Soft eggplant and crunchy piman (small green peppers) braised in a sweet yet savory miso sauce: this dish is all about contrasting tastes and textures harmonizing in your mouth.
This Japanese recipe is a typical osouzai, or everyday side dish – it’s quick, easy, yummy, and goes well with rice!
If you can’t find the small Japanese piman, go ahead and use green bell peppers instead, using half the amount and slicing into eights lengthwise. The same goes for the eggplant. Japanese eggplant tend to be long and thin, and become melty soft when cooked. If using other varieties, cut into bite-size pieces.
The flavour of white miso is milder than red miso, so it’s a better match for the sweetness of this dish, and allows the taste of the vegetables to shine. However you may prefer to use red or mixed miso if you like a strong salty and umami taste, to contrast the sweetness. Or try both, and develop your miso palate!

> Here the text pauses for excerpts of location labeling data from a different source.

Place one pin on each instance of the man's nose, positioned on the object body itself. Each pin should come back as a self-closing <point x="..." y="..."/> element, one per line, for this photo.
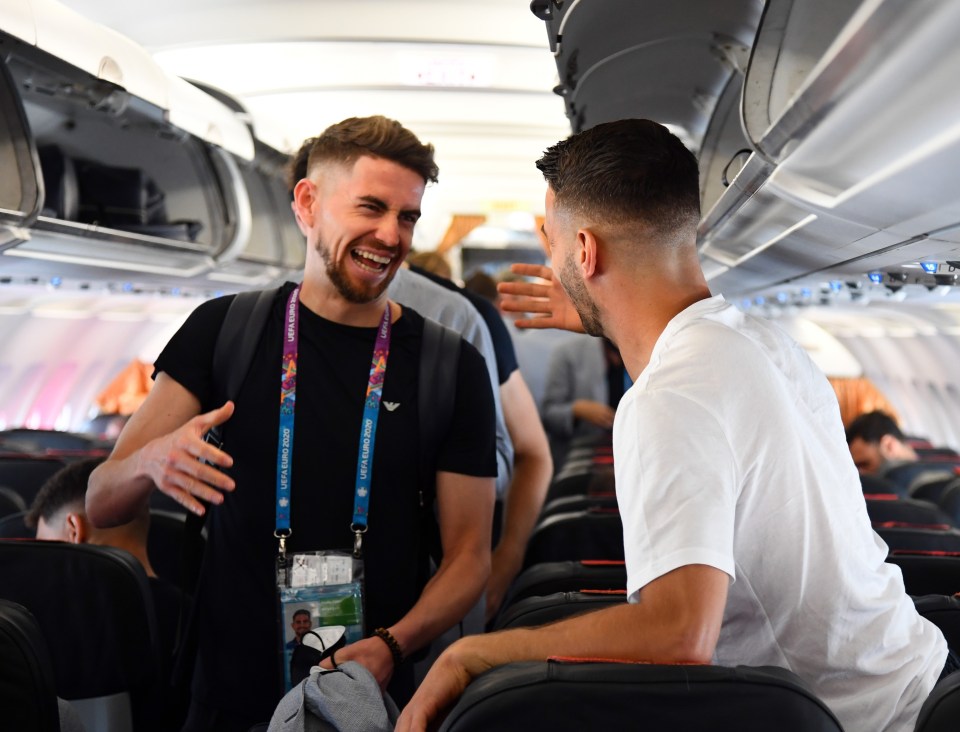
<point x="388" y="231"/>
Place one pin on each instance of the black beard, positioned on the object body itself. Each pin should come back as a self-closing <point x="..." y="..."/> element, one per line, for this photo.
<point x="348" y="291"/>
<point x="586" y="308"/>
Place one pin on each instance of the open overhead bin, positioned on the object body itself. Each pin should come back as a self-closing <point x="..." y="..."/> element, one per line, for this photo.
<point x="852" y="113"/>
<point x="124" y="171"/>
<point x="834" y="156"/>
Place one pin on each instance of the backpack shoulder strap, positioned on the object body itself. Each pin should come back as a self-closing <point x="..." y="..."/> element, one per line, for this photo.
<point x="232" y="355"/>
<point x="436" y="396"/>
<point x="437" y="390"/>
<point x="238" y="337"/>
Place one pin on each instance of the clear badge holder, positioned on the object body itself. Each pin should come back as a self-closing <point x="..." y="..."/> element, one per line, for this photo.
<point x="321" y="592"/>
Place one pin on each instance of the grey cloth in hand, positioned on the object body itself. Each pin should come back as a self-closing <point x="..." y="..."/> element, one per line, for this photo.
<point x="344" y="699"/>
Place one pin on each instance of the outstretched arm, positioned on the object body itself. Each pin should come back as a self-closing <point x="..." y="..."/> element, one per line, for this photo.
<point x="161" y="447"/>
<point x="677" y="620"/>
<point x="547" y="299"/>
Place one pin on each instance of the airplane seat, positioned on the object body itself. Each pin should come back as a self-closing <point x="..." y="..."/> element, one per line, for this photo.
<point x="571" y="576"/>
<point x="165" y="544"/>
<point x="931" y="486"/>
<point x="28" y="696"/>
<point x="592" y="534"/>
<point x="565" y="694"/>
<point x="94" y="606"/>
<point x="928" y="573"/>
<point x="875" y="485"/>
<point x="906" y="510"/>
<point x="949" y="500"/>
<point x="940" y="538"/>
<point x="944" y="612"/>
<point x="61" y="195"/>
<point x="538" y="610"/>
<point x="15" y="526"/>
<point x="904" y="474"/>
<point x="10" y="502"/>
<point x="583" y="502"/>
<point x="941" y="710"/>
<point x="27" y="473"/>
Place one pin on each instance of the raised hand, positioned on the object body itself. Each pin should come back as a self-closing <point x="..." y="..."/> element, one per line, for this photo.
<point x="173" y="462"/>
<point x="547" y="299"/>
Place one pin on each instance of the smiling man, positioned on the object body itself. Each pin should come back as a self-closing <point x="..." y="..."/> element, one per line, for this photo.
<point x="329" y="343"/>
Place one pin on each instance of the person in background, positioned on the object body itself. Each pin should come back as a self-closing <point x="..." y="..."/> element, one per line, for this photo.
<point x="519" y="506"/>
<point x="876" y="443"/>
<point x="58" y="513"/>
<point x="585" y="381"/>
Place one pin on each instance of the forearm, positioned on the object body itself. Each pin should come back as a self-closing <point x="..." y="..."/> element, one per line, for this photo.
<point x="118" y="491"/>
<point x="446" y="599"/>
<point x="624" y="632"/>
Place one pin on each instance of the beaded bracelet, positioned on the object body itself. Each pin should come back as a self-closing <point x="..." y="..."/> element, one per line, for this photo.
<point x="387" y="637"/>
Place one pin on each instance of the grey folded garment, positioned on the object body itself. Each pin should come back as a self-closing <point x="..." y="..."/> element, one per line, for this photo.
<point x="344" y="699"/>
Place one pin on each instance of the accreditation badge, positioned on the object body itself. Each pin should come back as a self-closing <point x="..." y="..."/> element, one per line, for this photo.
<point x="319" y="590"/>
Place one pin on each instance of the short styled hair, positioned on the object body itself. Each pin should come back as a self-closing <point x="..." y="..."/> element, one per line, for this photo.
<point x="347" y="141"/>
<point x="872" y="426"/>
<point x="629" y="171"/>
<point x="66" y="487"/>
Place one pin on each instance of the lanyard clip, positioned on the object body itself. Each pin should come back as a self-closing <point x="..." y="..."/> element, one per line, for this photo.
<point x="282" y="557"/>
<point x="358" y="532"/>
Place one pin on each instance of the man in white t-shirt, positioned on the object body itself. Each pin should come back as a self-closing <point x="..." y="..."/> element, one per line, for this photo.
<point x="746" y="536"/>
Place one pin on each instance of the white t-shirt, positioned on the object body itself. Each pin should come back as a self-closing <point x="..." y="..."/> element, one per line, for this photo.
<point x="729" y="452"/>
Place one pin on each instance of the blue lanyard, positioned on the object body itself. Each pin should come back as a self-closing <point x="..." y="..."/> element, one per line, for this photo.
<point x="371" y="413"/>
<point x="368" y="431"/>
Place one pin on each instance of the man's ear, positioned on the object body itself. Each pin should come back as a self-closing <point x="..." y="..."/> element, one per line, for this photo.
<point x="304" y="197"/>
<point x="587" y="251"/>
<point x="889" y="447"/>
<point x="76" y="528"/>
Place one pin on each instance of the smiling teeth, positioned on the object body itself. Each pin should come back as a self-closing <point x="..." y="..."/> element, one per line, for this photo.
<point x="374" y="257"/>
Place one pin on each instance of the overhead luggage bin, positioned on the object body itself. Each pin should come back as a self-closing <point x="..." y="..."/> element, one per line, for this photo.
<point x="854" y="159"/>
<point x="605" y="52"/>
<point x="124" y="172"/>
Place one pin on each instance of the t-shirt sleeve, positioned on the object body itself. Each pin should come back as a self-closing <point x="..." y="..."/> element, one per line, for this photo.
<point x="188" y="355"/>
<point x="677" y="487"/>
<point x="470" y="446"/>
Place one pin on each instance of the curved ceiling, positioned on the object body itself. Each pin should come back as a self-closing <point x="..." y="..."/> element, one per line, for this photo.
<point x="474" y="79"/>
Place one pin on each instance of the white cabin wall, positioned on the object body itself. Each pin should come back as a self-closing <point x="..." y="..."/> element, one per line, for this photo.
<point x="57" y="353"/>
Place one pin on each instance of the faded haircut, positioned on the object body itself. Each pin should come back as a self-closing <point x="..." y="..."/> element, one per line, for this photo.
<point x="871" y="427"/>
<point x="355" y="137"/>
<point x="632" y="171"/>
<point x="67" y="487"/>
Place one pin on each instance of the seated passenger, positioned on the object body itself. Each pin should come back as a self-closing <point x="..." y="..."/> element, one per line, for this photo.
<point x="876" y="443"/>
<point x="58" y="513"/>
<point x="747" y="540"/>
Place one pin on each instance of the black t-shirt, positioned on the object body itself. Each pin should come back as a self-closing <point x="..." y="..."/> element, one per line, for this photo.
<point x="236" y="603"/>
<point x="503" y="349"/>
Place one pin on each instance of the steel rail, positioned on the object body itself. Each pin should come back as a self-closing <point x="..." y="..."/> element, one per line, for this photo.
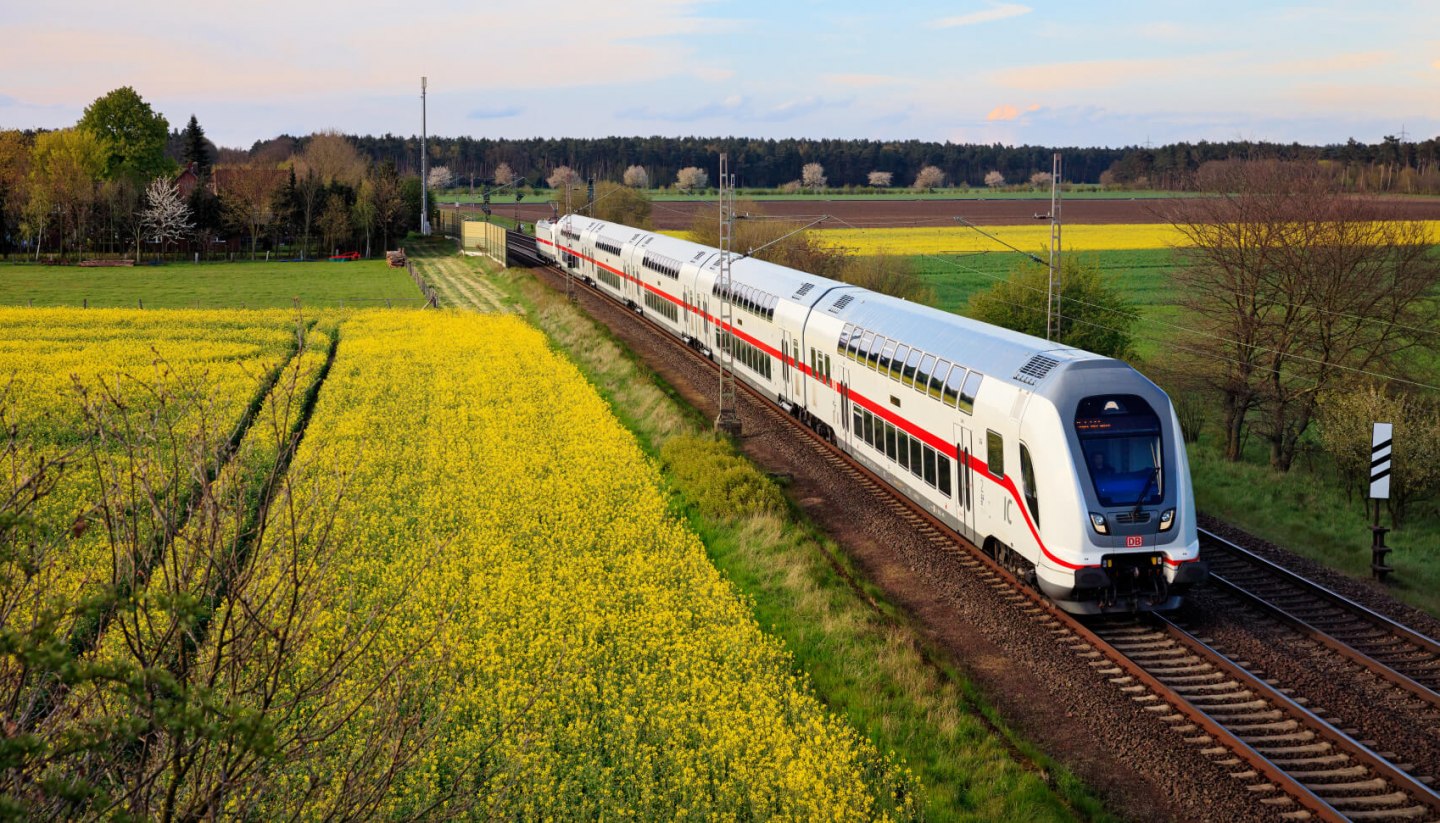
<point x="1335" y="600"/>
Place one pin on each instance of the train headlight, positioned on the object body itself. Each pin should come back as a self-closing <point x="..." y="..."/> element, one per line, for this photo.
<point x="1098" y="521"/>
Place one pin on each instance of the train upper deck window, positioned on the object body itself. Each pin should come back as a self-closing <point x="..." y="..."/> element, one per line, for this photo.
<point x="969" y="390"/>
<point x="952" y="386"/>
<point x="1121" y="445"/>
<point x="994" y="453"/>
<point x="922" y="376"/>
<point x="897" y="361"/>
<point x="907" y="377"/>
<point x="886" y="354"/>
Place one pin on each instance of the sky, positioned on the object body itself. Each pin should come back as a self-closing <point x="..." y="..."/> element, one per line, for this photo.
<point x="1063" y="72"/>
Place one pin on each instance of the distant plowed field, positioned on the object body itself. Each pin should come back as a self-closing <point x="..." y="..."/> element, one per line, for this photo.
<point x="883" y="213"/>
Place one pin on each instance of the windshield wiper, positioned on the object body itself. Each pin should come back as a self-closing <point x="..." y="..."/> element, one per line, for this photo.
<point x="1145" y="489"/>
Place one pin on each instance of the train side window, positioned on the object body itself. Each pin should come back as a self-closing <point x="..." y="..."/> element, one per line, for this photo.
<point x="873" y="356"/>
<point x="886" y="353"/>
<point x="942" y="370"/>
<point x="952" y="386"/>
<point x="1027" y="481"/>
<point x="922" y="376"/>
<point x="994" y="453"/>
<point x="857" y="337"/>
<point x="907" y="376"/>
<point x="972" y="386"/>
<point x="897" y="361"/>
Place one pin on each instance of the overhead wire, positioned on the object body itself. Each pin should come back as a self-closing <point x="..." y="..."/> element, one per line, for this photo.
<point x="1178" y="327"/>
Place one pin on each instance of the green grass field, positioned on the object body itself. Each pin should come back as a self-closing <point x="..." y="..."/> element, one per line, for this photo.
<point x="209" y="285"/>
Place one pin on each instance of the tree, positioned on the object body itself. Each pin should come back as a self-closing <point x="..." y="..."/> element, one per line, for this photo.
<point x="134" y="135"/>
<point x="389" y="202"/>
<point x="929" y="177"/>
<point x="1345" y="416"/>
<point x="166" y="215"/>
<point x="887" y="274"/>
<point x="308" y="192"/>
<point x="365" y="212"/>
<point x="198" y="150"/>
<point x="562" y="176"/>
<point x="637" y="177"/>
<point x="439" y="177"/>
<point x="812" y="176"/>
<point x="248" y="199"/>
<point x="334" y="222"/>
<point x="1092" y="315"/>
<point x="1290" y="285"/>
<point x="15" y="163"/>
<point x="691" y="177"/>
<point x="330" y="157"/>
<point x="65" y="167"/>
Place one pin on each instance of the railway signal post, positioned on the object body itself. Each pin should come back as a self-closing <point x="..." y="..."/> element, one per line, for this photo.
<point x="1380" y="458"/>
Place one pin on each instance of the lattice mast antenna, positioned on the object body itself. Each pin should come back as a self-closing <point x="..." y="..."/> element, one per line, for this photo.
<point x="1053" y="294"/>
<point x="425" y="190"/>
<point x="727" y="419"/>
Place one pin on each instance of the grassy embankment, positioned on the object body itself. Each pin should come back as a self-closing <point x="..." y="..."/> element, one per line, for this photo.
<point x="863" y="658"/>
<point x="357" y="284"/>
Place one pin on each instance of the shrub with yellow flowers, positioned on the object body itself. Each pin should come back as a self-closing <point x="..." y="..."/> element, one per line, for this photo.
<point x="498" y="556"/>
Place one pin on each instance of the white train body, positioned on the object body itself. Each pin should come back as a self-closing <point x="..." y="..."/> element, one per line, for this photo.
<point x="1044" y="455"/>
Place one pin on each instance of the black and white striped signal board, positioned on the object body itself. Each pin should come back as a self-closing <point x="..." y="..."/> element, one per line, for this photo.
<point x="1380" y="442"/>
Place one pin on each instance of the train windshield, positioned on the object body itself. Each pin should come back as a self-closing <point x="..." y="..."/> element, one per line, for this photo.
<point x="1121" y="440"/>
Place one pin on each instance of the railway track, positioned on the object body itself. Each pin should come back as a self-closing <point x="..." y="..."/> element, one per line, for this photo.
<point x="1289" y="758"/>
<point x="1393" y="652"/>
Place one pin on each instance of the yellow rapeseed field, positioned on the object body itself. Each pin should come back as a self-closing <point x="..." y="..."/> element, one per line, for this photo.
<point x="572" y="651"/>
<point x="195" y="371"/>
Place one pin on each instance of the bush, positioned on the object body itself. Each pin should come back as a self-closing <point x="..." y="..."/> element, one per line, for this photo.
<point x="719" y="482"/>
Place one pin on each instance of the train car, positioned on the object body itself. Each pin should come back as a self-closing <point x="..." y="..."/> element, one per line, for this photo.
<point x="1064" y="465"/>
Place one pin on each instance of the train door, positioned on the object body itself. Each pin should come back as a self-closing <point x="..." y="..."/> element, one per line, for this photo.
<point x="965" y="479"/>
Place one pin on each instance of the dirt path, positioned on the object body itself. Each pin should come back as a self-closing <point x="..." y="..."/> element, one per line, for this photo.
<point x="458" y="284"/>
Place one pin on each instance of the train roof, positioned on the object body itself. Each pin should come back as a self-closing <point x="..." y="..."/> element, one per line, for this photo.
<point x="991" y="350"/>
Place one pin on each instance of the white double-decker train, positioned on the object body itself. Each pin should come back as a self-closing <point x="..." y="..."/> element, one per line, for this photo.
<point x="1059" y="462"/>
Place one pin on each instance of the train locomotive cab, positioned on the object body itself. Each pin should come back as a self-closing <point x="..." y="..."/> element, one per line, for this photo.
<point x="1141" y="550"/>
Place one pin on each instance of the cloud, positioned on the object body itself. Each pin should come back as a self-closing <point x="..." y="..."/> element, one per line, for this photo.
<point x="1334" y="64"/>
<point x="995" y="12"/>
<point x="496" y="112"/>
<point x="726" y="107"/>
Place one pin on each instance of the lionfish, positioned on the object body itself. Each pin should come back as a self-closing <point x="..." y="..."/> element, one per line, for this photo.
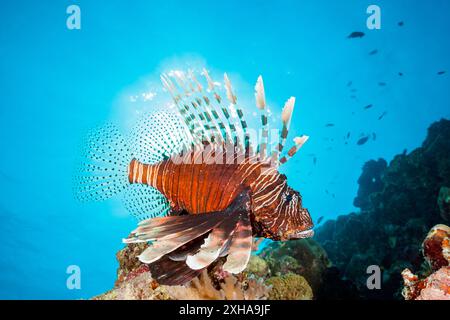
<point x="197" y="199"/>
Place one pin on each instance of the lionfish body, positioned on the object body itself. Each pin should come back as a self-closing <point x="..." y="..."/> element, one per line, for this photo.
<point x="199" y="196"/>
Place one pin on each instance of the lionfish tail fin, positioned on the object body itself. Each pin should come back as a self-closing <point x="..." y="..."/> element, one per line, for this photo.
<point x="103" y="169"/>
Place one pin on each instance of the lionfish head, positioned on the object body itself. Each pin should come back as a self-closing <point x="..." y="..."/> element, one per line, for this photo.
<point x="284" y="218"/>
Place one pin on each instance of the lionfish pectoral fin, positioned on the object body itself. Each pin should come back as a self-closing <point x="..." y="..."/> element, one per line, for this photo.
<point x="169" y="272"/>
<point x="240" y="247"/>
<point x="170" y="233"/>
<point x="182" y="246"/>
<point x="220" y="239"/>
<point x="215" y="243"/>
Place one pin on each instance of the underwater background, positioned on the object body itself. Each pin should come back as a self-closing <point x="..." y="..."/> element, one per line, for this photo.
<point x="389" y="86"/>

Heat a frying pan to medium-high, add the vegetable oil and stir fry the eggplant for a couple of minutes. Cover with a lid and lower to medium, allowing the eggplant to steam for 3 minutes.
Add the piman and stir fry for a few minutes, making sure not to overcook – it should provide a contrast in texture with the soft eggplant.
Add the sweet miso sauce mixture to the pan and continue stir frying until the liquid has almost evaporated.